Wednesday, February 22, 2006

Migrating from Ant to Rake?

I will admit it. I'm fed up with Ant.

My current charge has me as architect for a number of larger applications and the platform on which they run--perhaps over 1Mloc total from DB to front-end. These applications must be deployable across several environments (dev, integ, qa, ua, prod, prod backup). Each application pushes its own configurations out to the app and web servers, restarting them as appropriate. In addition, our reports are automated via a similar process. All that's required to take a bare web cluster, app cluster, and report cluster from nothing to fully functional is a single build command. The entire process, from beans to nuts, is automated through Ant.
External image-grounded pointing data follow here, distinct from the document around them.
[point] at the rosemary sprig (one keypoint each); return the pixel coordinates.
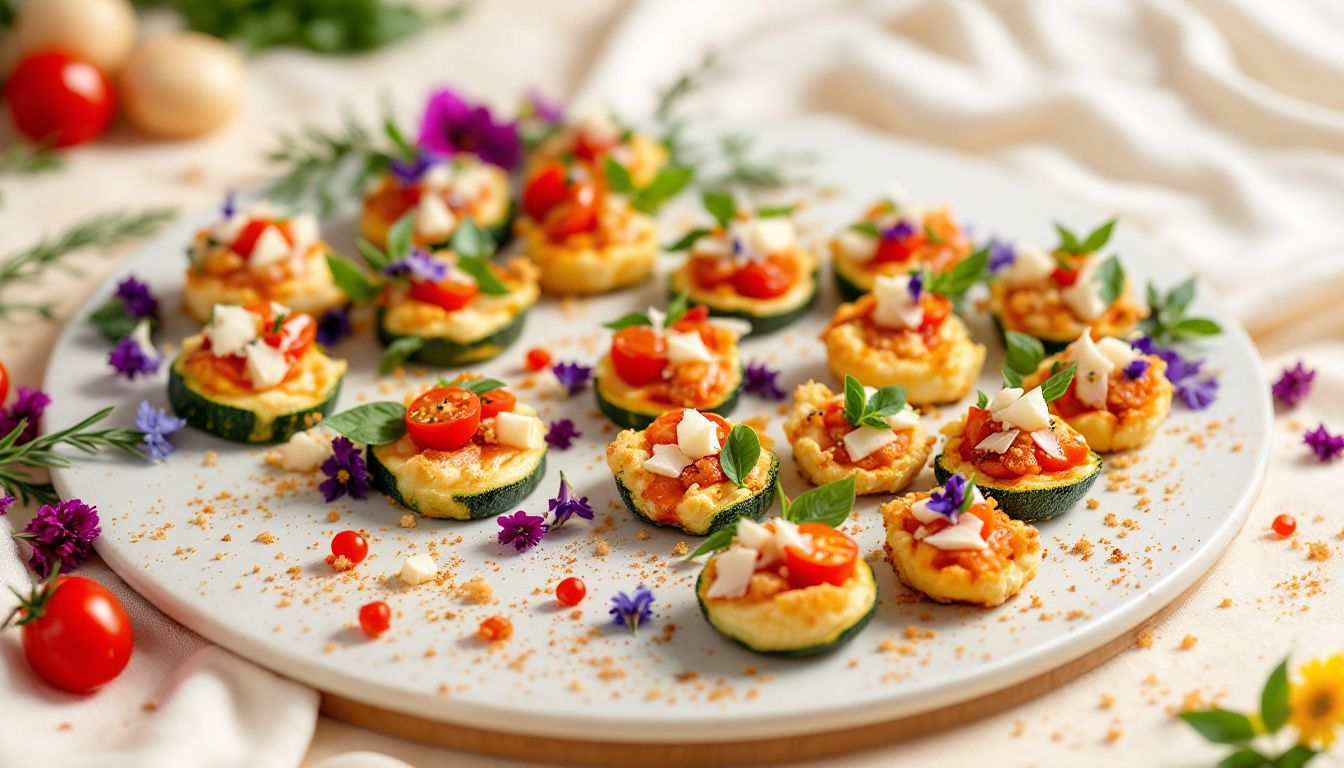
(40, 452)
(101, 232)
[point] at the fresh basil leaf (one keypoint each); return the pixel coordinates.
(371, 424)
(628, 319)
(739, 453)
(1023, 353)
(1058, 384)
(1219, 725)
(828, 505)
(687, 240)
(351, 280)
(721, 206)
(1110, 275)
(617, 176)
(398, 353)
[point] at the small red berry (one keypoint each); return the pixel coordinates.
(570, 592)
(1285, 525)
(375, 618)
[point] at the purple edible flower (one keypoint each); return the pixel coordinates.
(562, 433)
(1136, 369)
(573, 377)
(762, 381)
(61, 534)
(346, 472)
(566, 505)
(156, 424)
(136, 297)
(1325, 445)
(452, 125)
(631, 612)
(522, 530)
(28, 405)
(333, 326)
(420, 265)
(1293, 385)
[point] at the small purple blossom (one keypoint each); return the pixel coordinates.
(333, 326)
(1325, 447)
(156, 425)
(420, 265)
(566, 505)
(562, 433)
(573, 377)
(1136, 369)
(63, 533)
(452, 125)
(631, 611)
(28, 406)
(522, 530)
(346, 472)
(762, 381)
(1293, 385)
(136, 297)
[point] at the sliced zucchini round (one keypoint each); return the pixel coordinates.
(257, 417)
(458, 490)
(1030, 498)
(788, 624)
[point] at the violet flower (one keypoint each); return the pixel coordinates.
(631, 611)
(566, 506)
(573, 377)
(452, 125)
(1293, 385)
(346, 472)
(762, 381)
(522, 530)
(28, 406)
(156, 425)
(1325, 447)
(562, 433)
(63, 533)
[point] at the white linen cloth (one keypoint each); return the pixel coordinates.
(1215, 127)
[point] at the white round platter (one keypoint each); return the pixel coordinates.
(188, 534)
Some particularly nice nuggets:

- Apache configurations, based on a generic template, are generated with environment-specific settings at build time. If you are building to the QA environment, QA servers, urls, and filesystem paths are inserted into the template. There is also a template for installing an app-wide or site-wide outage page.
- WebLogic configurations are generated the same way, with a base template filled out with environment-specific details.
- In both WebLogic and Apache cases, the generated configs are pushed out to the servers as part of the build. In this way, the actual app configuration is versioned along with the apps themselves, and rolling back to a previous release automatically downgrades server configurations.
- Via tools like net.exe and sc.exe in Windows, the build logs on to remote shares and manipulates remote services. This is especially important for WebLogic, where many system classpath and domain-wide configuration settings require a restart of the administration server.
- In order to support "throwing it over the wall" to our client, the build command has been made extremely simple:
ant -Denvironment=qa clean build deploy.all...will completely build and deploy any one of the applications (or the platform itself) to the QA environment.

And so on. All told, it's a beautifully automated, extensively documented build process that reduces even the most complicated build tasks to a single target. It's the epitomy of what an Ant script should be able to do.
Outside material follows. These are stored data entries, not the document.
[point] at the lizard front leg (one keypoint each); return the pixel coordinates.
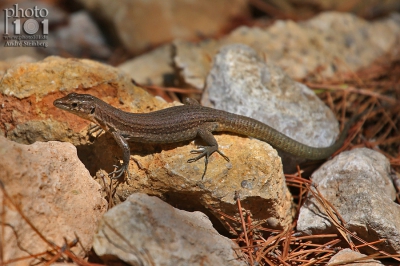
(206, 151)
(123, 144)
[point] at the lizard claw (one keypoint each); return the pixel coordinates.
(118, 172)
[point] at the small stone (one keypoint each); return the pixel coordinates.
(357, 183)
(145, 230)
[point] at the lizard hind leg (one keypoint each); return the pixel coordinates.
(206, 151)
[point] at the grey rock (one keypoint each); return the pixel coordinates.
(139, 25)
(346, 255)
(153, 68)
(358, 185)
(241, 82)
(145, 230)
(325, 45)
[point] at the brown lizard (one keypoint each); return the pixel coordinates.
(182, 123)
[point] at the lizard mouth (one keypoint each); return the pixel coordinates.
(60, 104)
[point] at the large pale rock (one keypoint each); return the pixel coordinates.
(142, 24)
(357, 183)
(255, 170)
(241, 82)
(325, 45)
(146, 231)
(55, 193)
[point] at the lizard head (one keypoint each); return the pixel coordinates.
(83, 105)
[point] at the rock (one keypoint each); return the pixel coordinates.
(140, 25)
(27, 92)
(56, 194)
(9, 63)
(80, 37)
(146, 231)
(308, 8)
(55, 16)
(153, 68)
(344, 256)
(329, 44)
(241, 82)
(357, 183)
(255, 170)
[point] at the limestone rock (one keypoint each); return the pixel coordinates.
(255, 171)
(54, 191)
(80, 37)
(146, 231)
(357, 183)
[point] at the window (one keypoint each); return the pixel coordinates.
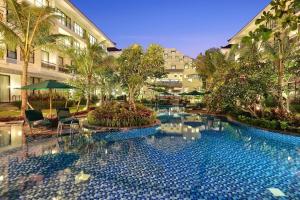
(4, 88)
(92, 39)
(271, 24)
(12, 53)
(41, 3)
(31, 57)
(64, 19)
(78, 29)
(45, 56)
(60, 61)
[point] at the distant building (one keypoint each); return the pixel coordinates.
(45, 64)
(181, 76)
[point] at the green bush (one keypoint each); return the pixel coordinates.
(295, 108)
(283, 125)
(116, 114)
(265, 123)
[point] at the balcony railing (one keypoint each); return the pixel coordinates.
(174, 70)
(11, 60)
(48, 65)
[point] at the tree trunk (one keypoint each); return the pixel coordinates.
(89, 92)
(24, 92)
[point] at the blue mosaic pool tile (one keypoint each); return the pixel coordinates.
(238, 162)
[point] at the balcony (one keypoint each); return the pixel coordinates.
(48, 65)
(63, 69)
(174, 70)
(170, 84)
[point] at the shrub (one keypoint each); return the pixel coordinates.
(116, 114)
(295, 108)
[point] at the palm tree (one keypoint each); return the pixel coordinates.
(282, 17)
(87, 62)
(27, 27)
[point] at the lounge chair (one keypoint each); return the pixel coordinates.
(65, 119)
(35, 119)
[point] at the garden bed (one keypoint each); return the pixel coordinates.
(121, 115)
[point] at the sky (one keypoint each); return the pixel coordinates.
(190, 26)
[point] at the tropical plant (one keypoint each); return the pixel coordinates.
(278, 23)
(29, 28)
(108, 80)
(136, 67)
(212, 66)
(87, 61)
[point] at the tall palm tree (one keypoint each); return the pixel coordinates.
(29, 28)
(282, 16)
(87, 62)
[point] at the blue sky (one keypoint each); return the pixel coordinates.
(191, 26)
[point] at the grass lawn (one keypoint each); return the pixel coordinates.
(17, 113)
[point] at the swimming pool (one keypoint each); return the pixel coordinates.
(187, 157)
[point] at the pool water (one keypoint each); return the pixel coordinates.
(187, 157)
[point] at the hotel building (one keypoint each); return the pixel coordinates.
(181, 76)
(44, 64)
(251, 26)
(294, 83)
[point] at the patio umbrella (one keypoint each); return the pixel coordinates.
(48, 85)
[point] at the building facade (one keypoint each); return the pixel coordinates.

It's also over 5000 lines of grotty XML.

Or at least I should say, it's over 2000 lines for one of the applications, while the platform's script is just over 1000 lines, and another smaller application is in the 1100 range. All told, there's at least 5000 lines of build script to maintain, though there's obviously some duplication and a lot of mirroring across those scripts. And unfortunately, my case is far from unique.

Over the past year, I've made multiple efforts to find a way to rewrite or simply refactor these scripts, ranging from genericizing tasks that appear again and again across builds to breaking up larger scripts into smaller ones for specific subsystems. In every case, the end result is no simpler and no easier to maintain than the original; many genericizing attempts actually resulted in more code rather than less, since clients of that genericized code must pass more state and more configuration along. It seems that for these projects and these applications, what we have is as good as it gets.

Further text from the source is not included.